Demonstrators on Wednesday said Queens Village was not the right place for asylum seekers. Some pointed out that the area is a transit desert, with just one bus line reaching the site. Others, like Irma Goran, herself an immigrant, said the residential area wouldn’t provide migrants with any work.
“Here, really there is not a lot of places where they could find jobs. There is no commercial anything around here. You don’t find stores or businesses, you don’t find any of that. It’s just houses, schools, parks, that’s all you’ll find here,” Goran said, adding that safety was also a main concern.
“Maybe they pose a danger for the little kids,” Goran said. “My daughter is 12 and she walks home by herself from the school to tell you the truth. I have to make plans now to see how I’m gonna pick up my child from school.”

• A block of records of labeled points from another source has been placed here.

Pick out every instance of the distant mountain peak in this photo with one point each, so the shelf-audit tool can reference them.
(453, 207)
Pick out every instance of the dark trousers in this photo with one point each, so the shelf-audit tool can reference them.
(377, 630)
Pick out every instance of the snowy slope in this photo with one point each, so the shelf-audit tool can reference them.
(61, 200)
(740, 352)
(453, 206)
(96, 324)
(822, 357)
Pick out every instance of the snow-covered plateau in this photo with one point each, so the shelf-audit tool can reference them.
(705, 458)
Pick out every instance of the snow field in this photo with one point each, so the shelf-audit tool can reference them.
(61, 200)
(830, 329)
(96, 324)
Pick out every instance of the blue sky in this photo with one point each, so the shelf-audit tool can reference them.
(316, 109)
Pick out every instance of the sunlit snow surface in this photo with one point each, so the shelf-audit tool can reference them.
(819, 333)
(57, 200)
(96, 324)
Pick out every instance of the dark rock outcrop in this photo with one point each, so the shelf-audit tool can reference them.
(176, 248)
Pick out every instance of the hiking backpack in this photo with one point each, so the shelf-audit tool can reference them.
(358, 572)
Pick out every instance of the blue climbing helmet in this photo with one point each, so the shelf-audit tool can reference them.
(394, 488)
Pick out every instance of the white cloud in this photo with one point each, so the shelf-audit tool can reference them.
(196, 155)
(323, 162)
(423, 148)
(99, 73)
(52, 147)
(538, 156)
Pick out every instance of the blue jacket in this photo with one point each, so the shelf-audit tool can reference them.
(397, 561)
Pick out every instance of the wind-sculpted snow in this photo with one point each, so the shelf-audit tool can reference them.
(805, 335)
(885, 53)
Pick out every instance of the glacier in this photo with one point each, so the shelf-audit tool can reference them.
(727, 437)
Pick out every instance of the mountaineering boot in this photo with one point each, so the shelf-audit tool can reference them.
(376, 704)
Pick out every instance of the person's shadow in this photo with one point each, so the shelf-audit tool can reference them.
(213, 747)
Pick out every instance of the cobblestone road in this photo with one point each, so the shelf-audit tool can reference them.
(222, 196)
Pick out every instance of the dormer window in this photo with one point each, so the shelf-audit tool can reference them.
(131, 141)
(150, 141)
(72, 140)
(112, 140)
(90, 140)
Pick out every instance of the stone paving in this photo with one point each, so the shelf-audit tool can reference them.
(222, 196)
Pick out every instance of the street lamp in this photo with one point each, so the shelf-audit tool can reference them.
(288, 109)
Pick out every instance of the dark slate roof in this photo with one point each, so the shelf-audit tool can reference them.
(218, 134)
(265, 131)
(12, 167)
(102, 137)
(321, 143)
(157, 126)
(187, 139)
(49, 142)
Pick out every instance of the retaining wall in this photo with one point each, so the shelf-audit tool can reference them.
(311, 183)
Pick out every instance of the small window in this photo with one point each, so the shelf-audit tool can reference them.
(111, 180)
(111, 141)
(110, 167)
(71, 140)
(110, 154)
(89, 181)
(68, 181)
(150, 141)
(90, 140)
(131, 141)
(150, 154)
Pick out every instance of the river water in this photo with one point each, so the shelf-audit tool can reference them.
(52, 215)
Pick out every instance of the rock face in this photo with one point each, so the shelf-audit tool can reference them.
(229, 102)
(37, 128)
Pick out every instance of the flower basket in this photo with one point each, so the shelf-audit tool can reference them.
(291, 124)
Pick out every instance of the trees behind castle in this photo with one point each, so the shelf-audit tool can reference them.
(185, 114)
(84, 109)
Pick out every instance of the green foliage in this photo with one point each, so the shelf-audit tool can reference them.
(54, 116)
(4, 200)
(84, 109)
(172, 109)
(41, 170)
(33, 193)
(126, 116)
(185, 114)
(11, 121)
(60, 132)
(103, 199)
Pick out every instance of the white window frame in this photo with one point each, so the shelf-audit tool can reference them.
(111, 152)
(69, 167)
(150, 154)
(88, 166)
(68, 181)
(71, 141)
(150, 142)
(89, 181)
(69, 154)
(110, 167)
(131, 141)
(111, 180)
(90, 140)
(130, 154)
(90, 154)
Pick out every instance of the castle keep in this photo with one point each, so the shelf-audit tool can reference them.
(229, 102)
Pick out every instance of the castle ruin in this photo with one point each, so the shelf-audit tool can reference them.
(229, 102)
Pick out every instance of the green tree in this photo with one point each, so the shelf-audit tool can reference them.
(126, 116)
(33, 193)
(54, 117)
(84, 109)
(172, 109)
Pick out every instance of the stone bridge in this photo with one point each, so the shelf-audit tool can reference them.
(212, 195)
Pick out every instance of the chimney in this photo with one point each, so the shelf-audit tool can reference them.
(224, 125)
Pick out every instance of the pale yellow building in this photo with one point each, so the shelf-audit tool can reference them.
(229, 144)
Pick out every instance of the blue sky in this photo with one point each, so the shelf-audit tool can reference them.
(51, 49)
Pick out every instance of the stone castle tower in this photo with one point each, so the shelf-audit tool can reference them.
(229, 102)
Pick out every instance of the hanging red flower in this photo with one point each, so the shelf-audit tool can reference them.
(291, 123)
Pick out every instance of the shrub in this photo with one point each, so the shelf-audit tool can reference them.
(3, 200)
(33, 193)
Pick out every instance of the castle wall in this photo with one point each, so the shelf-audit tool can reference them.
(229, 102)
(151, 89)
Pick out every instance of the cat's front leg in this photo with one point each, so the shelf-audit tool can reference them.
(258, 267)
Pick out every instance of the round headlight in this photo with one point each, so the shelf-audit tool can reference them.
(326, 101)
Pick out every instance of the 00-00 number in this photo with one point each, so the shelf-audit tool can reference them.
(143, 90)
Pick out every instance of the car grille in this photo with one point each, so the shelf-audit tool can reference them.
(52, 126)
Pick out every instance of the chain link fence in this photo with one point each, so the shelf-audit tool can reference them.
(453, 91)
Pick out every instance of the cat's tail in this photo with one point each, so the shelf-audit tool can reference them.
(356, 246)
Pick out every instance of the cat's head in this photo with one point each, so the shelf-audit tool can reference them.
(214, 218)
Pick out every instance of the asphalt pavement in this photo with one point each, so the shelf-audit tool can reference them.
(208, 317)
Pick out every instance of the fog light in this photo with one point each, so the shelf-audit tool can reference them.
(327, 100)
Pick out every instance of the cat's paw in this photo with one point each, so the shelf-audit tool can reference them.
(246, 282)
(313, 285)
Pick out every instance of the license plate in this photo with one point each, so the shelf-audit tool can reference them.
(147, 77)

City Hall spokesperson Fabien Levy on Tuesday said protesters were allowed to voice their opinions, but not allowed onto the property. He pointed to security guards stationed on the premises 24 hours a day.
“For those who are criticizing, we are out of good options. We are out of OK options. These are the only options left,” Levy said. “It’s a question of: Do you want people sleeping on the street, or do you want people sleeping on a cot?”
Arya Sundaram contributed reporting.